I'm having difficulty thinking of a good Southern writer who wrote before the war. Edgar Allan Poe is one. The only Northern writers worth a damn were James Fenimore Cooper and Nathaniel Hawthorne.

It's curious that the Southern Renascence in literature didn't occur until early this century when the Nashville Fugitive poets came along at the same time as Faulkner. Then there was Robert Penn Warren, Thomas Wolfe, Eudora Welty, Flannery O'Connor, Walker Percy...we could make quite a long list.

Hands down, the South has been far more influential in American letters this century than the North has.

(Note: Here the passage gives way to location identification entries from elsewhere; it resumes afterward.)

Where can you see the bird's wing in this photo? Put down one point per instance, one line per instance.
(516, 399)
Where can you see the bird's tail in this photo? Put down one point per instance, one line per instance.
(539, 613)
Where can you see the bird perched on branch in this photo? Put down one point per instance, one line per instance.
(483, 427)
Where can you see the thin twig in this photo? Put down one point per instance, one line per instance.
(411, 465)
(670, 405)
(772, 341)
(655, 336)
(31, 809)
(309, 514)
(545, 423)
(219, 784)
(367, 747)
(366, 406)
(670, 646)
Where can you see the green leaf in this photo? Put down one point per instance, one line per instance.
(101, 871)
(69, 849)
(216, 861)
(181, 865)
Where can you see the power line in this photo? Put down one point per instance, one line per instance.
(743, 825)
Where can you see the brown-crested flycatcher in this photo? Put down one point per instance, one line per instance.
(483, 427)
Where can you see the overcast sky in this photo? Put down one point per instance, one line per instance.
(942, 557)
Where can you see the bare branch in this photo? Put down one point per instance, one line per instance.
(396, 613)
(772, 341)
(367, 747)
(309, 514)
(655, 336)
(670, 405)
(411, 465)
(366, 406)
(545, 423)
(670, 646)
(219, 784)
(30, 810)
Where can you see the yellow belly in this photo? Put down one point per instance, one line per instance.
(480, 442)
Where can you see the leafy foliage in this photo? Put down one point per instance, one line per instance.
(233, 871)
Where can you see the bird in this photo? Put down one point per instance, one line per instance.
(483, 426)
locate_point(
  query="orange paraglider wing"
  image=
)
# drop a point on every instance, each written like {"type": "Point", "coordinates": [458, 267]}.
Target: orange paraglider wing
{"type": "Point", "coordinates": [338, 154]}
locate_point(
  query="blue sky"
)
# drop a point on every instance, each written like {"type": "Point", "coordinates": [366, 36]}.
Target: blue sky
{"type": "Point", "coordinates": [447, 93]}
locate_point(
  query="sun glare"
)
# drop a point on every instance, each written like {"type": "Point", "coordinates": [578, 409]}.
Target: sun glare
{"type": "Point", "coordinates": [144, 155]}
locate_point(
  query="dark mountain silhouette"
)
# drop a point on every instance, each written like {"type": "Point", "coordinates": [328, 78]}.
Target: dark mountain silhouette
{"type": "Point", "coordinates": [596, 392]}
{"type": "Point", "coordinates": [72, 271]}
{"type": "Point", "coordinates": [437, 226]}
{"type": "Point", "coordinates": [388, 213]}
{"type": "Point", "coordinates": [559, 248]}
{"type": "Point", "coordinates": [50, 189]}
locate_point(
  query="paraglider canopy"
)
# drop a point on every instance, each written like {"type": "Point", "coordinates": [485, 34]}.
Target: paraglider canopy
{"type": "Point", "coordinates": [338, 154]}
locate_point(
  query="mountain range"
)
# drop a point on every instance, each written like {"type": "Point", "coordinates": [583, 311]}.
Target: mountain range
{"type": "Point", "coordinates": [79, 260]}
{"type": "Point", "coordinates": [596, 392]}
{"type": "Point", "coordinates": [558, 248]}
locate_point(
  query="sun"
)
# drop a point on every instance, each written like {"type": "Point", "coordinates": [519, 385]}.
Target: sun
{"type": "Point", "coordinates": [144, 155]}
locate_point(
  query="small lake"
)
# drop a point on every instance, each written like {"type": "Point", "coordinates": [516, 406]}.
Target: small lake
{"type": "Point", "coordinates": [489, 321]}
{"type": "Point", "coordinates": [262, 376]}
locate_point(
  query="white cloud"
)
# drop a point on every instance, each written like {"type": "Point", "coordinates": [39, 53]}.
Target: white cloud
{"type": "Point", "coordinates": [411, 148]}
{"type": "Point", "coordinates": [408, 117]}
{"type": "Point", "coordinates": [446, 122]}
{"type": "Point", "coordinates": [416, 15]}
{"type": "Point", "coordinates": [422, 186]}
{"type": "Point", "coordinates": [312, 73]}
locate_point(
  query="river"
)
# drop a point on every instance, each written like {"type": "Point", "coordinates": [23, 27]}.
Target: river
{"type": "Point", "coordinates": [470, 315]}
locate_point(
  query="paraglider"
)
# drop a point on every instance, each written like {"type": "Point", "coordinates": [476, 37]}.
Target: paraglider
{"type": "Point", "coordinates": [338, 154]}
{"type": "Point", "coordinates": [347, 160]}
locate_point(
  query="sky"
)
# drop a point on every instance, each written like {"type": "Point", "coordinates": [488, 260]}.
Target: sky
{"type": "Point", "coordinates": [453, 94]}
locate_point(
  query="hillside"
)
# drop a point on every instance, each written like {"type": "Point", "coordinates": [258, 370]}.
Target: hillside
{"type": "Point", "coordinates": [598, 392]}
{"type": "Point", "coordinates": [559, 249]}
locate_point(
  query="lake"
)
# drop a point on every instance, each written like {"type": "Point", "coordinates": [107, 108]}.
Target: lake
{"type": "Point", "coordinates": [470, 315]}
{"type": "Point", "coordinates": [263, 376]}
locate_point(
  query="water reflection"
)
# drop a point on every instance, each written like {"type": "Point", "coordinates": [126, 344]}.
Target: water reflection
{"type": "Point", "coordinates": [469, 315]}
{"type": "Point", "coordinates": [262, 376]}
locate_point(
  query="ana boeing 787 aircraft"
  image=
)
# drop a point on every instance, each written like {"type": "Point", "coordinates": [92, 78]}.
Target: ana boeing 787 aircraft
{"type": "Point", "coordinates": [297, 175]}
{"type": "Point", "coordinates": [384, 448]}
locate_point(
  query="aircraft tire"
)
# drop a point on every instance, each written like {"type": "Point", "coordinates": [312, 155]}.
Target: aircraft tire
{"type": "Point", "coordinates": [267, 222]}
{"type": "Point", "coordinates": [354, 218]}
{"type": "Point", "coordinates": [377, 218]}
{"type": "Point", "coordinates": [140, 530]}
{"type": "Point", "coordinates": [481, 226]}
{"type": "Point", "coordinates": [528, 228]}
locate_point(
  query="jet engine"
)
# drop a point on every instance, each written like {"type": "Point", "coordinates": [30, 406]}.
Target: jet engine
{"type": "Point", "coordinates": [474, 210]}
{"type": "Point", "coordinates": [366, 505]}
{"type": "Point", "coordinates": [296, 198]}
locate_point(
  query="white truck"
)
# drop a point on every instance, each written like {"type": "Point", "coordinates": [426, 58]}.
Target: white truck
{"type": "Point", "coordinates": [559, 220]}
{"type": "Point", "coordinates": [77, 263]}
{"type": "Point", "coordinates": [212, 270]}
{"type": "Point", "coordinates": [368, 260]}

To: JF Quinnelly who wrote (58416)2/4/2001 8:11:16 PM
From: nihil  Read Replies (1) | Respond to of 71178
 
Well, if you consider notes on Virginia as a product of the pre-Civil War slave culture, you have real imagination. Admittedly, some of his remarks on Negroes in that book do reflect the ignorance and prejudice of the Southern fools, and today lead to Jesserson being condemned, quite correctly, as a racist. As for the badly flawed Constitution which had to be cleaned up in blood, it was hardly the work of a Southerner. The awful parts, I will admit, were written by Southerners. But that is exactly my point -- Southern culture was so defective that it made a bllody war inevitable. The US would not be worthwhile until all of the slavery crap was washed away by blood. Some culture!
As for the Northern books, I suggest you read Walt Whitman, Moby Dick, Conquest of Mexico and of Peru, Longfellow, Uncle Tom's Cabin (perhaps the most influential of all), Emerson's Essays, Franklin's Autobiography, Two Years before the Mast, The Deerslayer, .... the list goes on and on. Nothing written by a Southerner in period 1828-1860 is worth its weight in toilet paper. Even Helper's book is so rotten that no decent person can stand to read it today.
If you have actually read Arator, and are not just showing off, I congratulate you for having so much time to waste.